Peter Godfrey-Smith / Farrar, Straus and Giroux / 272 pages
In this compelling work, distinguished philosopher of science and scuba diver Peter Godfrey-Smith writes of his experiences studying the minds of cephalopods, particularly octopuses and cuttlefish, and the minds of highly intelligent animals of other classes, honing in on the evolutionary paths forged by mammals and birds on the one hand, and cephalopods on the other.
Godfrey-Smith does not write through the lens of animal welfare, and he seems untroubled by the captive use of octopuses for research. It is somewhat reassuring, however, that he states that he was “determined to interfere with the octopuses as little as possible”—only interacting with them when they wanted to interact, never pulling them from their dens to observe or work with them.

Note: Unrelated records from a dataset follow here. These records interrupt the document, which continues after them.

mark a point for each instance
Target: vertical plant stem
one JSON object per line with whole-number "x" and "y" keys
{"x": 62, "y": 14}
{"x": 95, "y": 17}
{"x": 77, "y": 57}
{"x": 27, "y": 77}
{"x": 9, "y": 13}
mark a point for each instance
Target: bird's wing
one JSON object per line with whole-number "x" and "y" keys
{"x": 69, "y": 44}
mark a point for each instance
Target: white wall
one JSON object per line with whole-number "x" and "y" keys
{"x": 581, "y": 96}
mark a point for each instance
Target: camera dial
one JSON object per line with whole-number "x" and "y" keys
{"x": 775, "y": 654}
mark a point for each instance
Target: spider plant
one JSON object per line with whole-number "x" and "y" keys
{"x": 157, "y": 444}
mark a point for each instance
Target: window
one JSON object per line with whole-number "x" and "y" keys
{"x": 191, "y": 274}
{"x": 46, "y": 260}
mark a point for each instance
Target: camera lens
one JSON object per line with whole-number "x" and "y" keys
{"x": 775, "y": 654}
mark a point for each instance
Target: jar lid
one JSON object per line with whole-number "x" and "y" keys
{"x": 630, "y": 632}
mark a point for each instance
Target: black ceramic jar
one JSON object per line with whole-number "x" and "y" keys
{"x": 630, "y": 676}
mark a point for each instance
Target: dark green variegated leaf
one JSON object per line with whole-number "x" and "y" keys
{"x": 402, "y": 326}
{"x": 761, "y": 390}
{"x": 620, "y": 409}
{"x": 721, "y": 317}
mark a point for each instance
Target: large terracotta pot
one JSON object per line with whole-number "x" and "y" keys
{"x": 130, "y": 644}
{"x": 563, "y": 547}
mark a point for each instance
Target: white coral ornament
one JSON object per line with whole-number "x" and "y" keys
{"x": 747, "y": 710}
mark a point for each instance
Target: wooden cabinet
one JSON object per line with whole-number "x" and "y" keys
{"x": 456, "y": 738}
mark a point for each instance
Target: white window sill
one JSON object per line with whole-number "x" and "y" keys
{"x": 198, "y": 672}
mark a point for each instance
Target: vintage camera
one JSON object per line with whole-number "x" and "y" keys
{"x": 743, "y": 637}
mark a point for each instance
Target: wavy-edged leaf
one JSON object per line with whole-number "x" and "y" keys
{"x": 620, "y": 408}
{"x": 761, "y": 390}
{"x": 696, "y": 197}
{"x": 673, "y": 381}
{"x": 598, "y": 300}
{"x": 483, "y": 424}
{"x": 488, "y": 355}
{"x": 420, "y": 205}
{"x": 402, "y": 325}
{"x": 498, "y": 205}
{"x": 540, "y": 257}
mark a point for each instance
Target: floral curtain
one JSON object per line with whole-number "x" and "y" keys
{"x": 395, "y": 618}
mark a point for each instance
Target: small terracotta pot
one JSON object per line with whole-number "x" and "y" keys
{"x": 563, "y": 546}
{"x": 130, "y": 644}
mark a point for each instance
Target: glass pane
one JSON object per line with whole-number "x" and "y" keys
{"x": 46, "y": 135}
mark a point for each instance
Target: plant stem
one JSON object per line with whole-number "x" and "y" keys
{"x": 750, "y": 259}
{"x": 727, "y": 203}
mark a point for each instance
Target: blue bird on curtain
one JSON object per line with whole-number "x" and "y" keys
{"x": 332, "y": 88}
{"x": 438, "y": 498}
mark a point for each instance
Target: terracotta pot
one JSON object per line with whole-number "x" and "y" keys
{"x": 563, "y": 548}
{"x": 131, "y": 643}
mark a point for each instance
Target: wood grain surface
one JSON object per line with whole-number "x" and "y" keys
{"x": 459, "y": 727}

Humorous highlights include the story of one captive octopus who waited to dump an unwanted snack—a piece of thawed squid—down the drain until the exact moment the researcher who provided it stopped again in front of the tank; another involved the author and a giant cuttlefish engaged in an underwater “existentialist game of chicken.” Similarly intriguing are his explanations of certain realities, like the fact that most types of octopuses, despite their complex (and from our perspective, oddly configured) brains, live short lives of only two to four years. Additionally, while most octopuses are solitary creatures, there exists a colony of octopuses off Australia, known as “Octopolis,” believed to have formed after a large metal object that had fallen to the sea floor turned into a “valuable piece of real estate.”
Other Minds is a great read for fans of science and philosophy who are interested in sea life.